February 26, 2005

Non Satis Scire, or Something (a Div III rant)

I just submitted this to our campus free speech publication. It probably isn't of much interest to those unconnected to Hampshire.

Ralph Nader had a scolding applause line in the 2000 campaign, aimed at any young people in the audience: "if you don't turn on to politics, politics will turn on you." I arrived at Hampshire in the Fall of 2001, just before 9/11, anxious to take up his call. A funny thing has happened in the intervening period. Politics turned on us in any number of major ways (from cutting Pell Grants to the war in Iraq) -- and we're either yawning or gazing at our navels. If anything, Hampshire is a less politically active campus today than it was when I started here.

In fact, most of you have already turned the page to read the latest installment of barely-coherent drivel about reality television. Some of you are still focused on my simplistic and problematic use of categories such as "politics" and "us", a practice which is bound up in systems of hierarchy and social privilege. (That was sarcastic, folks.)

It could be because I'm a reclusive Div III just returned from field study, but I'm not even witnessing any extended serious conversations about our role in shaping the political future of a nation which is now almost completely controlled by the radical right.

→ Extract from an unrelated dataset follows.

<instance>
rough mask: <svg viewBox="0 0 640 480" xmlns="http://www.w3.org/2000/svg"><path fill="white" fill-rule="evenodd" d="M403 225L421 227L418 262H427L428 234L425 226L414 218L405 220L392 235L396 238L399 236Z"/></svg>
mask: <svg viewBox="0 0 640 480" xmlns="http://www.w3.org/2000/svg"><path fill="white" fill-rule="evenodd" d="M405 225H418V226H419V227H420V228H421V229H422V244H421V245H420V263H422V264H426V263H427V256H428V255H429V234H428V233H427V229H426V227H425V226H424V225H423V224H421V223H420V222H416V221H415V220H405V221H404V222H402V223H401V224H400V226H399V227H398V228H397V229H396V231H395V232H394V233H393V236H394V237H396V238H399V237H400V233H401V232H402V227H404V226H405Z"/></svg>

It's possible this is the only progressive institution in America where those conversations aren't happening. Environmentalists are abuzz over a speech by the former president of the Sierra Club proclaiming the death of their movement. Feminists are arguing passionately about a recent essay calling for a radically different rhetorical approach to the political debate over abortion. Gay rights groups are struggling to settle on a new political and legal strategy in the wake of the anti-gay marriage backlash. Labor unions are considering huge structural changes in an attempt to become relevant again. Even the Democratic Party, in a political tailspin, just chose Howard Dean, who was something of a national joke this time a year ago, to chair its national committee.

All of this is happening out in the open, and not just among political elites: pragmatic, profound conversations about how to build a new American left are happening everywhere, from cyberspace to coffee shops. Virtually everyone I know at Hampshire has at least some interest in the political groups mentioned above. And the conservative movement, having seized control of the federal government and bullied the press into submission, is now turning its fire to academia, which means we have a vested self-interest in fighting back. But we're still not engaging in the realities of national politics, preferring to fight the same provincial battles and continue the same irrelevant conversations using an academic vocabulary that hasn't changed in decades.

Hampshire aims to "graduate men and women with the skills and perspectives needed for understanding and participating responsibly in a complex world." We're very good at the perspectives and the understanding. It's a shame we can't seem to get serious about the skills and the participation.